The finite element mesh

In order to understand what the finite element mesh is, we have to have a look at the shape functions and the direct meaning of computational values. The construction of the approximate solution can also be considered an interpolation, where the variables represent values at given points of the space, and the shape functions are the weighting functions. In this aspect, every variable has a point associated to it at the maximum of the weighting function, called a node in the finite element mesh. During the calculation, it is crucial to identify the nodes the values of which contribute to the value at a given point. The set of points that share the same influent nodes is called an element. Using the usual linear shape functions, elements will be convex polyhedra with nodes at the finite element nodes. Finding the most appropriate nodes and elements, the process called mesh generation, actually means selection of the shape functions. Therefore, it influences the composition of the approximate solution and thus, the accuracy of the computation[3].

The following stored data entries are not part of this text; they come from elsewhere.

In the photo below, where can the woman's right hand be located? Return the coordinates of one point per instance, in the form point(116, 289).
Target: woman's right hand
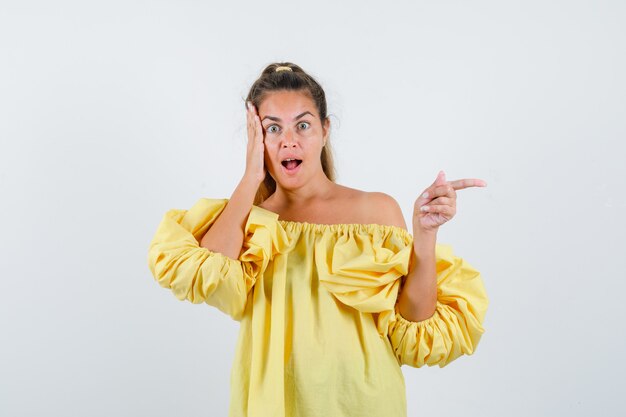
point(255, 159)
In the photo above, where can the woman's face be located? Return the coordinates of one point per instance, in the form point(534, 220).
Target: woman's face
point(292, 130)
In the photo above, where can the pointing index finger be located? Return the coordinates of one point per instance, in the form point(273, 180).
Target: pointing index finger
point(467, 182)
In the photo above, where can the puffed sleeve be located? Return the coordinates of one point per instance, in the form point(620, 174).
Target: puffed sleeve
point(194, 273)
point(456, 326)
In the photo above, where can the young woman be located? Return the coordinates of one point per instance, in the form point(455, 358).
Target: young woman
point(332, 292)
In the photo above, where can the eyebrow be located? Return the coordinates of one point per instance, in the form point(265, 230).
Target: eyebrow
point(277, 119)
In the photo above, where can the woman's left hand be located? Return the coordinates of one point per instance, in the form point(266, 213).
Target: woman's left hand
point(437, 203)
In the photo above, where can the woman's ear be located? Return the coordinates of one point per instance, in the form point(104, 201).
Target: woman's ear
point(326, 129)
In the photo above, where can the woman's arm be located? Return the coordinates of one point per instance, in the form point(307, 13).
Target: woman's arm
point(226, 235)
point(418, 299)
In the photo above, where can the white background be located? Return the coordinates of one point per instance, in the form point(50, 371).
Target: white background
point(113, 112)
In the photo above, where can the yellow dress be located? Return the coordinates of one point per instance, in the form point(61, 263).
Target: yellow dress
point(320, 331)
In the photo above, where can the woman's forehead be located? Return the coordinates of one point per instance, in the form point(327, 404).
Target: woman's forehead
point(286, 104)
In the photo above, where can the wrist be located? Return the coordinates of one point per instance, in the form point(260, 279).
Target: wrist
point(424, 241)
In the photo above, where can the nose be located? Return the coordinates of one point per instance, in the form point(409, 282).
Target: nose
point(288, 139)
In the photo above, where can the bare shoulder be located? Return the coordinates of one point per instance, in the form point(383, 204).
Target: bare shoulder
point(376, 207)
point(386, 209)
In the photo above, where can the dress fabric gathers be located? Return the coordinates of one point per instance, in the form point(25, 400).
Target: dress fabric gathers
point(320, 329)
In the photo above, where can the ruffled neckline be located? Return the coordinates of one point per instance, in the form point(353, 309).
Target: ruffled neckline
point(292, 225)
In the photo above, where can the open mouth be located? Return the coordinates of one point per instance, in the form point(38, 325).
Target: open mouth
point(291, 164)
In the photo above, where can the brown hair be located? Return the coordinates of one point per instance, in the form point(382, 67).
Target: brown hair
point(294, 80)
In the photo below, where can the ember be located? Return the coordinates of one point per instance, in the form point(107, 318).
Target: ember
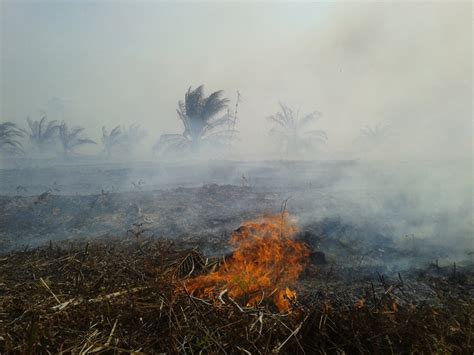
point(266, 262)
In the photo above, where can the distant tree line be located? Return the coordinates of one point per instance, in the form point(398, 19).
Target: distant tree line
point(209, 124)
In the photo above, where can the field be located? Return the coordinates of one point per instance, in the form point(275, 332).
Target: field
point(99, 258)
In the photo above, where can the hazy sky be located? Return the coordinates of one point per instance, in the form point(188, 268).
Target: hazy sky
point(109, 63)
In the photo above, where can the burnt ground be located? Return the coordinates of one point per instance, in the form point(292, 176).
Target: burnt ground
point(128, 296)
point(103, 234)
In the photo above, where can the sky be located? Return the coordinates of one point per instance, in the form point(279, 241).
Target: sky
point(96, 63)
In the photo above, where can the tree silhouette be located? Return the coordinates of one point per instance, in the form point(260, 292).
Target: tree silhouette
point(9, 138)
point(72, 138)
point(42, 133)
point(202, 125)
point(293, 133)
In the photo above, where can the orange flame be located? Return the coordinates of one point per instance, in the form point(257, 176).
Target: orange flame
point(266, 261)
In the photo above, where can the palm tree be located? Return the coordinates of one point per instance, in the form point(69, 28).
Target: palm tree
point(293, 133)
point(202, 125)
point(72, 138)
point(9, 134)
point(111, 141)
point(42, 133)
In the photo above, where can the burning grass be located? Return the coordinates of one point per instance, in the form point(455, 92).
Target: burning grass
point(130, 296)
point(266, 261)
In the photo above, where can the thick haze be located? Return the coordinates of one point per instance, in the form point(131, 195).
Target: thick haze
point(110, 63)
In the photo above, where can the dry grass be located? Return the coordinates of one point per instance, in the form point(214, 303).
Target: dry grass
point(112, 296)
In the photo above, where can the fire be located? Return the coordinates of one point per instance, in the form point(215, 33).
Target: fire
point(267, 260)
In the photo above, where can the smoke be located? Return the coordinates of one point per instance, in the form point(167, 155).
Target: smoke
point(403, 64)
point(401, 70)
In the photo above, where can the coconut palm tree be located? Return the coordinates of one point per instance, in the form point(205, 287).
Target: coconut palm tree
point(202, 123)
point(71, 138)
point(9, 138)
point(293, 132)
point(42, 133)
point(112, 140)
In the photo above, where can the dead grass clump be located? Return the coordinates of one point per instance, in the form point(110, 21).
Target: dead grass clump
point(128, 296)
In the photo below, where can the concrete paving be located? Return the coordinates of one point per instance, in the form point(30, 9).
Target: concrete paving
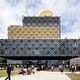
point(42, 75)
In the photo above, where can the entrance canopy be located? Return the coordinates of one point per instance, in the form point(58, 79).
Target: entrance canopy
point(39, 48)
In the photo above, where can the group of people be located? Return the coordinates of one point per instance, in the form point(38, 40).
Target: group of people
point(28, 71)
point(61, 68)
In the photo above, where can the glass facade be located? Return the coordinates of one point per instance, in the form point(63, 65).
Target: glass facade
point(40, 47)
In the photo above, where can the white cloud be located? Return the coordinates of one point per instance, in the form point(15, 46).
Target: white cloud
point(11, 12)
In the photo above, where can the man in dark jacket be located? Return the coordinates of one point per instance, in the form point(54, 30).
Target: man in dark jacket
point(8, 72)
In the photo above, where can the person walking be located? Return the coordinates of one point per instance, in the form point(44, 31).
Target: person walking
point(8, 72)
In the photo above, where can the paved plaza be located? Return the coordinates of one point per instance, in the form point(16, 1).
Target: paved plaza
point(42, 75)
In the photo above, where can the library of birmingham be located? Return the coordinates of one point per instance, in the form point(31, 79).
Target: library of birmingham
point(38, 39)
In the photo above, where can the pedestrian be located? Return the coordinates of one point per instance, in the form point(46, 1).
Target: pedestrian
point(8, 71)
point(62, 68)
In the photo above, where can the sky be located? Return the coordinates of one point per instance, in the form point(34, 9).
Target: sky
point(12, 11)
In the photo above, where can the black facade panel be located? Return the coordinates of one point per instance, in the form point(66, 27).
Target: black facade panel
point(39, 47)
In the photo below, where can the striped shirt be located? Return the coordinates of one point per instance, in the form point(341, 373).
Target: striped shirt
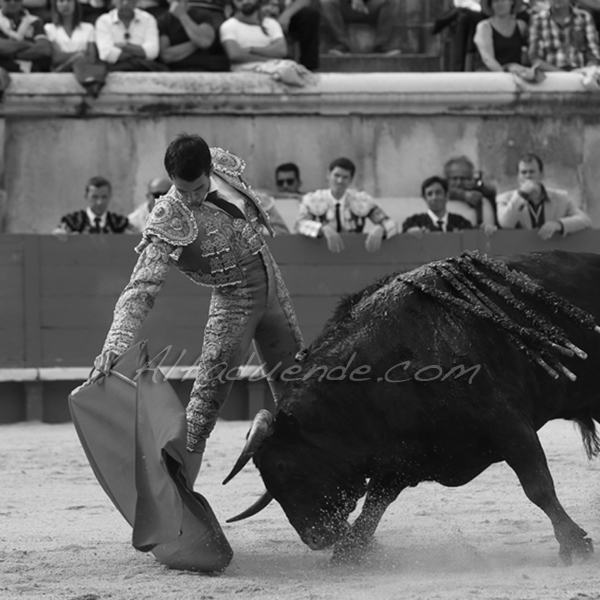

Figure 2: Shape functions and elements in one and two dimensions

A mesh is composed of non-overlapping elements that cover all of the examined space without holes. Because the shape functions should be as symmetrical as possible, the touching elements should not have significantly different size or shape. However, as the computation is more accurate where the elements are smaller, it should be possible to locally control the accuracy via a gradual change in element size. It is also important that the elements fit the bounding surface, or the surfaces separating homogeneous volumes, because elements are treated as a unit in the calculations and handling inhomogeneous elements is therefore complicated. It is difficult to meet all these requirements with a regular mesh in which the connections between nodes and elements follow some simple rule. As there is no advantage taken of mesh structure in the finite element method, irregular meshes are generally used. Generation algorithms either aim to create a hexahedral element mesh easy to comprehend, or make use of the flexibility of Delaunay meshes composed solely of tetrahedra. Generally, what we are left to work with after the solution of the equations is a mesh of nodes and elements, with known connections, and time series of various data associated with the nodes or the elements. Some of them are scalar values like saturation or concentration, but there also are vectors like flow velocities. Moreover, values calculated at discrete nodes are related to the approximate continuous solution we may also wish to display. Further on in this paper, we will make use of that structure to visualise the results.